I guess the scale of centralization is the real question.

------
philk
Seems like feel-good nonsense.

I hate this sort of thing. Capitalism has delivered huge benefits in terms of
prosperity, advancement and health. We've got to the point where someone
willing to accept a lowered standard of living can take lots of time off and
use it to focus on other things that are important to them. (The fact that
people continue to toil to get more possessions just shows where their
priorities lie).

Unfortunately there's always a small contingent who think that all this
advancement is terrible and we'd be better off living the kind of "simple but
happy" lives they condescendingly imagine people in the third world live.

------
jonasvp
Definitely a great book.
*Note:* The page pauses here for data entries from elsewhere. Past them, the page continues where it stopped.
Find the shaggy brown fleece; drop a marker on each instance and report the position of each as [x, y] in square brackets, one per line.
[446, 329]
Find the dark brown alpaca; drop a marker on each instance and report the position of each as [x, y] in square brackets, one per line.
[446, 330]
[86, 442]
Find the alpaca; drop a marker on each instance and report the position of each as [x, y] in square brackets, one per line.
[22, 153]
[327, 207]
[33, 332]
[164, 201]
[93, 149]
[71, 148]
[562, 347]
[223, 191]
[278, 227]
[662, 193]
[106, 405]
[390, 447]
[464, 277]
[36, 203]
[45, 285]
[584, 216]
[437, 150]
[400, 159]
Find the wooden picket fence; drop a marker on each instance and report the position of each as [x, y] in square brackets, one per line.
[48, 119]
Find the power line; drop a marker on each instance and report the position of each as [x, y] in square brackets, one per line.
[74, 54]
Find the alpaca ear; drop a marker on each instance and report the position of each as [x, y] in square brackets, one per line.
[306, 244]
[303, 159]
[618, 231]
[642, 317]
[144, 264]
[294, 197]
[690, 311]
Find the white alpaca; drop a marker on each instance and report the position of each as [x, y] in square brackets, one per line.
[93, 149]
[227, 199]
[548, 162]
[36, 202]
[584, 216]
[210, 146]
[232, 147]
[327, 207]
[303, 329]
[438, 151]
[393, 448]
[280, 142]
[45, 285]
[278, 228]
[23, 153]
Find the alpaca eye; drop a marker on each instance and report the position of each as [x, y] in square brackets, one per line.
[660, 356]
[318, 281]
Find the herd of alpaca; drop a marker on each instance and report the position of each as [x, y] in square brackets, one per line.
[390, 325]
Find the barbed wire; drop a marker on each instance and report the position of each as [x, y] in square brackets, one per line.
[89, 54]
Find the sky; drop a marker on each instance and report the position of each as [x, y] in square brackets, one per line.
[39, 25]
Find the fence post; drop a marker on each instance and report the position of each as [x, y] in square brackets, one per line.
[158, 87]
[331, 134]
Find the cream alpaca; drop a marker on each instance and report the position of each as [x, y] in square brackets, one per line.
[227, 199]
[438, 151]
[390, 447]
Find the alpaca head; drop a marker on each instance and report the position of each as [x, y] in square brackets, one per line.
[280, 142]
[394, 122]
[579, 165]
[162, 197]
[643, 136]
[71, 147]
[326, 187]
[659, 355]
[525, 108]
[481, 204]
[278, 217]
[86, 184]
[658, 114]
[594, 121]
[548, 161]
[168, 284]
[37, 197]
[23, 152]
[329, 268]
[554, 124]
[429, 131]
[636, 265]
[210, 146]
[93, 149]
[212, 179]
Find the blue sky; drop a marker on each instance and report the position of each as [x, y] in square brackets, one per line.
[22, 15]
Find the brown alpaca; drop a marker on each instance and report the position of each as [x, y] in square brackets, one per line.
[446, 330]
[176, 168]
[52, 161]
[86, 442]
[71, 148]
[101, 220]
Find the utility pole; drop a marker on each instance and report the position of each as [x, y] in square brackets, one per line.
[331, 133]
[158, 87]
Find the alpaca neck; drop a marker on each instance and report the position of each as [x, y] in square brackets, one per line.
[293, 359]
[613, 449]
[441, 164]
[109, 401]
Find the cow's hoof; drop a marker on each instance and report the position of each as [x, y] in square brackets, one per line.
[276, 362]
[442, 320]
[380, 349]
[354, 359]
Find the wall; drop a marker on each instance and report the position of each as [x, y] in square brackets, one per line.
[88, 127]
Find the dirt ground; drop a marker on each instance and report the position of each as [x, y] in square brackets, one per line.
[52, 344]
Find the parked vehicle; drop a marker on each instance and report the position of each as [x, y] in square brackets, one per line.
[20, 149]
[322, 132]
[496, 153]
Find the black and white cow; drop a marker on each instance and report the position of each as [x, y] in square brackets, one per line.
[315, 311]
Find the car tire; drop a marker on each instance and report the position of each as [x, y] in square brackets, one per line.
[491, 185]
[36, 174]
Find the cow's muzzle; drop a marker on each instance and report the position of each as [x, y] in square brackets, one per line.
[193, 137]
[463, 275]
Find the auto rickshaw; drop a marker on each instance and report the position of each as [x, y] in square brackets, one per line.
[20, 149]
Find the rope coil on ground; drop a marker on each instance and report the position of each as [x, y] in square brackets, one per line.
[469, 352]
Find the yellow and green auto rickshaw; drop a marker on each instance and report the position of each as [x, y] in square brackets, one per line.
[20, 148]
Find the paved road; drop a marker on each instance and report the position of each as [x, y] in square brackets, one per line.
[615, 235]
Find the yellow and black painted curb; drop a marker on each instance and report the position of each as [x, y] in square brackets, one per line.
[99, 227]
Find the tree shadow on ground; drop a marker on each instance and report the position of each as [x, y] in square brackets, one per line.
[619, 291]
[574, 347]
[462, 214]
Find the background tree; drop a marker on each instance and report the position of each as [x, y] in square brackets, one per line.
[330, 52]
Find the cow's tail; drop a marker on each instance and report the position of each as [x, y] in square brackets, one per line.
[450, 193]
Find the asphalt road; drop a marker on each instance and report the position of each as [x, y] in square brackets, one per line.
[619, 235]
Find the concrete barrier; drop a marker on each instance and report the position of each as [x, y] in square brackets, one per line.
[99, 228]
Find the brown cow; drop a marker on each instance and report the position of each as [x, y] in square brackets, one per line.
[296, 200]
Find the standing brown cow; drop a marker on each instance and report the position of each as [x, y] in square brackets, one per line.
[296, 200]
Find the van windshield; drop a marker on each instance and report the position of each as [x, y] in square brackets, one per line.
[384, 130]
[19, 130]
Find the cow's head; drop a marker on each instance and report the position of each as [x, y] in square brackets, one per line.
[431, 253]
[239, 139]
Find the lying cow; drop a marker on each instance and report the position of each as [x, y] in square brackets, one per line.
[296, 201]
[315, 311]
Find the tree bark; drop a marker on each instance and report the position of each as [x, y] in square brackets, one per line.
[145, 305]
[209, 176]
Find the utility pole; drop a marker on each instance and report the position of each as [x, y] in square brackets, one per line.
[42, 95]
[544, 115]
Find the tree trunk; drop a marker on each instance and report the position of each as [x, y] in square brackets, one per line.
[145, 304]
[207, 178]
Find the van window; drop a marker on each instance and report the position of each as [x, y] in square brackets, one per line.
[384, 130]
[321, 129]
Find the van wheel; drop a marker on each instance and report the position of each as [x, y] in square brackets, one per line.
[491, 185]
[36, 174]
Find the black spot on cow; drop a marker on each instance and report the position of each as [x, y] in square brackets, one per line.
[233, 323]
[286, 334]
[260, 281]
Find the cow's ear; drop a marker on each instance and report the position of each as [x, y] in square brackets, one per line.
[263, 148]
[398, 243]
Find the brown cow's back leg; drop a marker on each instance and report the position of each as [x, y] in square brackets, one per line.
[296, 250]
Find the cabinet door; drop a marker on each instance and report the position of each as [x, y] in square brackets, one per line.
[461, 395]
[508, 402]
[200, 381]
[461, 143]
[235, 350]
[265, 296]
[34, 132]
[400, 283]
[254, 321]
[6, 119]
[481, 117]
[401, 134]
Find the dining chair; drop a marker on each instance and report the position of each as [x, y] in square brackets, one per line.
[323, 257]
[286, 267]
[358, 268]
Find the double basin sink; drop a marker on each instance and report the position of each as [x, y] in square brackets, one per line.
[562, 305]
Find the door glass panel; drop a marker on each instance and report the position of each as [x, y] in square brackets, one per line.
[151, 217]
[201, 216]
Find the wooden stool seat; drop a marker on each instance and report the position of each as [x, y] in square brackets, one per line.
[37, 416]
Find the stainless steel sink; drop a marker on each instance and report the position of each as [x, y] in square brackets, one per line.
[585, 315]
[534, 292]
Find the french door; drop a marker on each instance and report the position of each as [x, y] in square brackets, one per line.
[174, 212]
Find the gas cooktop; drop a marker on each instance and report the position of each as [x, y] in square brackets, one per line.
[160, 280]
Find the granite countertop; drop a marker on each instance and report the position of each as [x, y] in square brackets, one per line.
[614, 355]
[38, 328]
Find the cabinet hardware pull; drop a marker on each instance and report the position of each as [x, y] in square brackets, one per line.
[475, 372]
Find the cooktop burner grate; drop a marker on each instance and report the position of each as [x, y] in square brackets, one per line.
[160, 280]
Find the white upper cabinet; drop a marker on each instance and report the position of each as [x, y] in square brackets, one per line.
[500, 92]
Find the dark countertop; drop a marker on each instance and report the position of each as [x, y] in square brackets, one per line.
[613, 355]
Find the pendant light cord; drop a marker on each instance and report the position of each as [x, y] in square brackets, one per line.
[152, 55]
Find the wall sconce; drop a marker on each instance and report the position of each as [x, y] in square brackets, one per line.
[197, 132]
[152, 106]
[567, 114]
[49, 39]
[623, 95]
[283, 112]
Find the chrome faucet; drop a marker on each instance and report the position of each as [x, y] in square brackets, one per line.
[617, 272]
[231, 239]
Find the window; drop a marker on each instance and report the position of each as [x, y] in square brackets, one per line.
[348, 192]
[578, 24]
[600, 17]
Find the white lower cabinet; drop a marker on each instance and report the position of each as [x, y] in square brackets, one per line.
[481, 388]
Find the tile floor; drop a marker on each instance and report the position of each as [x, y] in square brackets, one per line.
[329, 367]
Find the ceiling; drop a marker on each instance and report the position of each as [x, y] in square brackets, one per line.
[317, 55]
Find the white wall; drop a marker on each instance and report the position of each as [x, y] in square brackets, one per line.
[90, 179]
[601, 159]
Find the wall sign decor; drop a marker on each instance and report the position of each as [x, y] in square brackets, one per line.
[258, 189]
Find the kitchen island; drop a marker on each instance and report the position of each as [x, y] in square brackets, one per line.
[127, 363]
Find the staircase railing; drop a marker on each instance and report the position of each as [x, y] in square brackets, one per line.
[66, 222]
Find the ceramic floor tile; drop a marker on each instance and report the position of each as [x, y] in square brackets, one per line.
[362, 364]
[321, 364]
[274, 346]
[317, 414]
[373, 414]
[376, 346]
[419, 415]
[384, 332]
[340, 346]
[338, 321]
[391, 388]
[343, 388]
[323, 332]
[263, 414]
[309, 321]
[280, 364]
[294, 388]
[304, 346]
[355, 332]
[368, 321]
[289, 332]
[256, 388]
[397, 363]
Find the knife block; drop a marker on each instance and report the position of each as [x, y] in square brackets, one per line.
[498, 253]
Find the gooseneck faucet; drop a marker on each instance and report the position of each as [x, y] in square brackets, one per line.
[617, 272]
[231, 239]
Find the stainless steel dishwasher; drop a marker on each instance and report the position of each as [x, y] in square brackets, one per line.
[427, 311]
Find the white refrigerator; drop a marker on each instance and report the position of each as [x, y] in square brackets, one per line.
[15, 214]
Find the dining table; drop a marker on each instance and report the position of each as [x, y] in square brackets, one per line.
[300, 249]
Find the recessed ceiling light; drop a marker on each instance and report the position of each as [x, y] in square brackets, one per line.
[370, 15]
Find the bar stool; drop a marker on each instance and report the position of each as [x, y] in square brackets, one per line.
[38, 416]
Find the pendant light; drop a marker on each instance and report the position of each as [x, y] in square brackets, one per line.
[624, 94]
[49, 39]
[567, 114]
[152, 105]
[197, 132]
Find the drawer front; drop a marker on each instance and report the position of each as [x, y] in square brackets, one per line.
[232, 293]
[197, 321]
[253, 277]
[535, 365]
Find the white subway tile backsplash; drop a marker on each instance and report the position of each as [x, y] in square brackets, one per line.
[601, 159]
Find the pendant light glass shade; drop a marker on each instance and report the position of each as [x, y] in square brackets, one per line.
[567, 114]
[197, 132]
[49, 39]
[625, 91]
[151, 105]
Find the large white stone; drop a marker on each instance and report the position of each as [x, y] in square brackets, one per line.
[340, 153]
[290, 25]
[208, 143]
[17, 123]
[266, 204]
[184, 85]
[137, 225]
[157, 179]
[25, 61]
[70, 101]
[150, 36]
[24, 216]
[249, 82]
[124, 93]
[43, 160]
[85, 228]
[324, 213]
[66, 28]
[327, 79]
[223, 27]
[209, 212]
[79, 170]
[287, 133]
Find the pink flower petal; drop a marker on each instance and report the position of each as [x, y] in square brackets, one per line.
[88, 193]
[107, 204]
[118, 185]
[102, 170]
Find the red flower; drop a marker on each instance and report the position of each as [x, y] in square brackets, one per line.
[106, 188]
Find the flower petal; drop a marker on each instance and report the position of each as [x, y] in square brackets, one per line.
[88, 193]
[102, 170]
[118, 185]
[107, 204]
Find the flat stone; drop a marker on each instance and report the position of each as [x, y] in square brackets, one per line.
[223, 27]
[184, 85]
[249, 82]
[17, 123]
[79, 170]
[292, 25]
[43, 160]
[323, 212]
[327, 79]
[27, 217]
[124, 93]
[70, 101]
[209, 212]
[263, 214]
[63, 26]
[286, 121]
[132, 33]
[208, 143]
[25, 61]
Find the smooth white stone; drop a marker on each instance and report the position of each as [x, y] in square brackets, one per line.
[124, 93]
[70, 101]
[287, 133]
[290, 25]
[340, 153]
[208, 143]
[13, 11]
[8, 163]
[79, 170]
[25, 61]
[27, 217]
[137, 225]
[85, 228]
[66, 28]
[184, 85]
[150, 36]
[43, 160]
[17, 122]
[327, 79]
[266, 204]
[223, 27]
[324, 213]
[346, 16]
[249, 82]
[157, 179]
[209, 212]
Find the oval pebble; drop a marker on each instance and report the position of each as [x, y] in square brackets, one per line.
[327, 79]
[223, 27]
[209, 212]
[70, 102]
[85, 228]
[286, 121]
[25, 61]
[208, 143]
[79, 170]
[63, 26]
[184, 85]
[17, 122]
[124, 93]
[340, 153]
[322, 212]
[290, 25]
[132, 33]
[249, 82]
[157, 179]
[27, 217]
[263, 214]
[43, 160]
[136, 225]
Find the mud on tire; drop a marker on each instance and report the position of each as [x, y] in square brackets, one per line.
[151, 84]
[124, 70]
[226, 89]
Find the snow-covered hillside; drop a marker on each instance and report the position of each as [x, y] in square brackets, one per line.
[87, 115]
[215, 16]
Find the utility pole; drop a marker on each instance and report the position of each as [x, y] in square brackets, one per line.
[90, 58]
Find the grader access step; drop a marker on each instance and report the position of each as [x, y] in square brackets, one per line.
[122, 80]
If you're interested in human-scale development, you
should definitely check out the writings of Leopold Kohr
(<http://en.wikipedia.org/wiki/Leopold_Kohr>). E.F. Schumacher (of "Small is
Beautiful" fame) was one of his students and Kohr writes even closer to the
bone.

His books (my favorite: "The Overdeveloped Nations") are not only extremly
insightful but actually fun to read.

------
rmk
I have been meaning to read this for a _long_ time...

Doesn't it say that there is something wrong with the scale of things in the
first world (and point that out using energy consumption stats?)

------
eru
The book is a nice read and pretty inspiring. I even gave it as a gift to a
friend a few years ago.

Though e.g. in power plants big tends to be more efficient than small.